Russians started the weekend with absolutely no idea what kind of government they're going to live under, what their currency is worth, or what the future might bring.

About the only thing clear after a week of political and economic limbo in the world's second-largest nuclear power was that President Boris Yeltsin was alive and working Friday - no small detail. Rumors of his death or resignation had rocked world financial markets a day earlier.

The president, who'd spent the past five weeks at his country retreat outside Moscow, returned to the Kremlin, seemingly eager to prove to his constituents and the world that he's in control.

"I'm not going anywhere,"Yeltsin said in a nationally televised interview Friday evening."I'm staying at work ... to the end of my term. In 2000, there will be a new election."

Yeltsin had had a very busy day. He met with the visiting Bulgarian president, as well as with U.S. Deputy Secretary of State Strobe Talbott to talk about President Clinton's upcoming visit to Moscow, scheduled to start Tuesday.

Meanwhile, acting Prime Minister Viktor Chernomyrdin spent the day horse trading with hard-line opponents over their demands for Yeltsin's resignation and a reversal of free-market reforms.

Chernomyrdin accepted a package of Soviet-era economic measures, which parliamentary leaders had demanded as a condition for confirming his appointment, Russian news agencies reported. These demands from the Communist-led State Duma included an economic strategy that would reassert state control over the banking and defense sectors.

In another apparent concession to hard-liners, Yeltsin fired prominent reformer Anatoly Chubais, putting him out of a government job for the third time. Chubais was the government's chief negotiator with international lenders, obtaining a $22.6 billion emergency bailout package this summer that failed to stem the financial crisis.

Russia's economic crisis snowballed last week when the government announced it was devaluing the ruble and effectively defaulting on $32 billion in debt. Soon after, Yeltsin fired the 5-month-old government of Prime Minister Sergei Kiriyenko.
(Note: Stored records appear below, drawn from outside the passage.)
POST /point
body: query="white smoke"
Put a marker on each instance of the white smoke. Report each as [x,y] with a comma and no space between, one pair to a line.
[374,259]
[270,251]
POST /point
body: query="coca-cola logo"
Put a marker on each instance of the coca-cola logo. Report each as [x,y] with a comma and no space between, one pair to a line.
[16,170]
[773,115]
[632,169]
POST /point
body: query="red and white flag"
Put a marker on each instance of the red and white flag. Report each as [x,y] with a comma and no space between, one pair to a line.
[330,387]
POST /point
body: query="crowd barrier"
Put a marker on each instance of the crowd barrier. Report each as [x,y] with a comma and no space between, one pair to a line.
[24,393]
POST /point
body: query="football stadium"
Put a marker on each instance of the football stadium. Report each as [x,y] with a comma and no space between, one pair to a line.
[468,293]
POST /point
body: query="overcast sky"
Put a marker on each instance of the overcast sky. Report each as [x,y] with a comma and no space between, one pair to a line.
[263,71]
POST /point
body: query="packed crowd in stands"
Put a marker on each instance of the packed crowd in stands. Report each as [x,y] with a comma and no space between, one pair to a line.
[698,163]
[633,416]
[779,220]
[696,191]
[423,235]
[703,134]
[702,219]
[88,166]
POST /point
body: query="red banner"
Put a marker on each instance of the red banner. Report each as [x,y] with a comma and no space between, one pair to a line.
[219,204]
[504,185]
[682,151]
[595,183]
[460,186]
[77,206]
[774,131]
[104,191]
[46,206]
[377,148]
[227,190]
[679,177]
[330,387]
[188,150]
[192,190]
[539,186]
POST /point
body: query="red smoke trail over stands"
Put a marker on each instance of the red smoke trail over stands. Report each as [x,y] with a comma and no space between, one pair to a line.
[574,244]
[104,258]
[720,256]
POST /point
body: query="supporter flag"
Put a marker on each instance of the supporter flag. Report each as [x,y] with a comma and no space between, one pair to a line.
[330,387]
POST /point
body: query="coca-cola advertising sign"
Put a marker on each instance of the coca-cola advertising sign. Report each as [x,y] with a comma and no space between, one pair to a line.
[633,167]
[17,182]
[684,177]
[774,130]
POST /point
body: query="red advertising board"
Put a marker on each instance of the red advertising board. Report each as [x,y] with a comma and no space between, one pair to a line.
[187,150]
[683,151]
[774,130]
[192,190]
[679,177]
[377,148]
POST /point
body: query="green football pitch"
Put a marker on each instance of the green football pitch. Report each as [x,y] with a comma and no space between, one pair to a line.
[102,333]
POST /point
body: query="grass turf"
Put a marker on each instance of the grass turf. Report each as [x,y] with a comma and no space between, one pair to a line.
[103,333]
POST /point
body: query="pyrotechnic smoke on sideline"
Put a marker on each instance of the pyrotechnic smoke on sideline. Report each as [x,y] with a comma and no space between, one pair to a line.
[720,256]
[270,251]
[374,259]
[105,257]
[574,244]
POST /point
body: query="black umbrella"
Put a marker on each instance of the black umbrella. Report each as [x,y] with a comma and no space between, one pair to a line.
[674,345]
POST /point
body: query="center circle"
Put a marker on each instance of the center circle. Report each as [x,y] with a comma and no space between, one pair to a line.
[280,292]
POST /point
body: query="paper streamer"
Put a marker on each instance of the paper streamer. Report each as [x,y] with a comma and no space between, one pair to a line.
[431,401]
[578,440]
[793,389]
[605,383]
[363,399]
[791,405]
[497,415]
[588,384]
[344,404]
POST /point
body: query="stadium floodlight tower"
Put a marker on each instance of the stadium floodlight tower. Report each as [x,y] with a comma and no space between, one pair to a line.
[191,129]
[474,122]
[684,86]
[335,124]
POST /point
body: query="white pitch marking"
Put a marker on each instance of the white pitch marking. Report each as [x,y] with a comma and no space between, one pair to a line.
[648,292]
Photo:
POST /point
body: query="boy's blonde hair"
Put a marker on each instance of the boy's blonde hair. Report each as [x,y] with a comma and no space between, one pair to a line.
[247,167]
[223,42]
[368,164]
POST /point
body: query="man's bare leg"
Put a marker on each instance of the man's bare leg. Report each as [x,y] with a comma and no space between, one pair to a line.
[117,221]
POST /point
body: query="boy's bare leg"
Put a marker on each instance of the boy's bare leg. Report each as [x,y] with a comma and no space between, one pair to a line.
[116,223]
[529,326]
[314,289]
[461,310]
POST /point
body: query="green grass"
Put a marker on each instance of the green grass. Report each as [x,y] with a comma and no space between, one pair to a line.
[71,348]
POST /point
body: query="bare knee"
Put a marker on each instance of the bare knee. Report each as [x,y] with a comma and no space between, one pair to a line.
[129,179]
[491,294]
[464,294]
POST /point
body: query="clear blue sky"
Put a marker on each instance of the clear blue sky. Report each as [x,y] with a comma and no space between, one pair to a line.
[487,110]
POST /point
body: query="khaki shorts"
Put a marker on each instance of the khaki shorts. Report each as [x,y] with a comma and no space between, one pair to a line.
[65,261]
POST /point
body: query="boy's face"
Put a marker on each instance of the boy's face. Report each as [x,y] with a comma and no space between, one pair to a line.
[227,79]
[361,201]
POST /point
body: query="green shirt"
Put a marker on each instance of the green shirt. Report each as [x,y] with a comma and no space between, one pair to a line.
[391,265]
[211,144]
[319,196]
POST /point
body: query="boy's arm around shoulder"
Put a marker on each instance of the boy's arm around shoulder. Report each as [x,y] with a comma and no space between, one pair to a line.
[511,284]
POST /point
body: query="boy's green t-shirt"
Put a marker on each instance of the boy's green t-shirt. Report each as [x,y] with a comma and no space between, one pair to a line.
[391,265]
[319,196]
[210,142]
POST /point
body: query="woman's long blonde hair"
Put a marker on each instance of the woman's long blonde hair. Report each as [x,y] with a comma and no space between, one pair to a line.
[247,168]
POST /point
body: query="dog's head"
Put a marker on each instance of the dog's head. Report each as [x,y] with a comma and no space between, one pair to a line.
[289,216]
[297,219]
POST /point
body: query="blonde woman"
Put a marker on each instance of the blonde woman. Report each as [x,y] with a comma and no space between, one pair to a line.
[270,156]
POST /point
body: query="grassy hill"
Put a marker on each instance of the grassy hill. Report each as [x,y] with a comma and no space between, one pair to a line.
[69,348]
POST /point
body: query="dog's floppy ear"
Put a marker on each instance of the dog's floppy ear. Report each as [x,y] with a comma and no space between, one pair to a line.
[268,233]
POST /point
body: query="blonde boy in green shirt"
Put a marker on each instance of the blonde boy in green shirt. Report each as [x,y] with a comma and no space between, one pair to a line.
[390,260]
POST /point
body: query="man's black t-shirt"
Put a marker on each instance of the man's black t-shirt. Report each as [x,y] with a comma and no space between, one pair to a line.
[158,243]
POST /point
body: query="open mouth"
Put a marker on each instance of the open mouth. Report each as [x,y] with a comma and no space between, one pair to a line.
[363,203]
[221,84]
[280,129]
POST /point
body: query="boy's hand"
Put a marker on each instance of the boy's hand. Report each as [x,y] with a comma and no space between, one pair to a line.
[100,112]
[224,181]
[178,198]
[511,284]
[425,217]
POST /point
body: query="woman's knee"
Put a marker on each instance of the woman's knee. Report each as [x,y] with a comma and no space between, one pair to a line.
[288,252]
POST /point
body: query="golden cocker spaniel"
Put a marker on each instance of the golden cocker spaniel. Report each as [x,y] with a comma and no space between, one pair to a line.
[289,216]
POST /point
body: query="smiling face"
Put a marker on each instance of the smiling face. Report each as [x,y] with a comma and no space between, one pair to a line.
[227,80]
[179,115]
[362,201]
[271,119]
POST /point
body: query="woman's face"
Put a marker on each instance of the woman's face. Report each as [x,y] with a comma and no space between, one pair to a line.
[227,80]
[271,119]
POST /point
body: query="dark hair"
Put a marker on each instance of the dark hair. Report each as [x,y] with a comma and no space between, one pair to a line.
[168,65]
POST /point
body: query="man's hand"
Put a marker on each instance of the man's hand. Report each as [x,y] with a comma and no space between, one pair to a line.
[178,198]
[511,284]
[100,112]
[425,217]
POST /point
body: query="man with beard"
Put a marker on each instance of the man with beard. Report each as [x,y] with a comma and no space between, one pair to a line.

Since then, the ruble has fallen more than 40 percent against the U.S. currency.

In the midst of the shaky political situation, the official currency bourse remained closed for the third straight day. The last transactions on Tuesday left the official exchange rate at 7.86 rubles to the dollar. The street rate was about 10 rubles to the dollar. The Russian stock market rose 5.6 percent on very thin trading of 5.5 million shares. The benchmark Russian Trading System index is at historic lows.

Parliamentary leaders called for a special Monday session of the State Duma, parliament's lower house, to consider Chernomyrdin's confirmation as prime minister. Duma deputies said earlier this week that quick approval for the 60-year-old veteran politician was depenent on Chernomyrdin's promising to appoint a coalition government and erase some of the sweeping powers Yeltsin gave the presidency when he oversaw the framing of the country's constitution.

Yeltsin's envoy to the Duma, Alexander Kotenkov, said Chernomyrdin had agreed to the hard-liners' economic proposals and would present them to parliament as his own program, the news agency ITAR-Tass reported.

The package calls for such Soviet-style economic measures as currency controls, fixed prices, state ownership and the printing of new money.

"Privatization didn't lead to a restructuring of the economy and has failed to create an effective class of property owners,'' the draft proposals said, according to an Associated Press report. "The situation demands increasing the role of the state in regulating the economy."

The agreement would give lawmakers more say over Cabinet appointments and government policies. It apparently also would offer certain guarantees - such as immunity from prosecution - if a president stepped down. This provision fueled speculation that Yeltsin's resignation was imminent.

Discussions with the Duma were expected to continue through the weekend. Legally, however, Chernomyrdin has no obligation to follow through with any political deal struck with the Duma.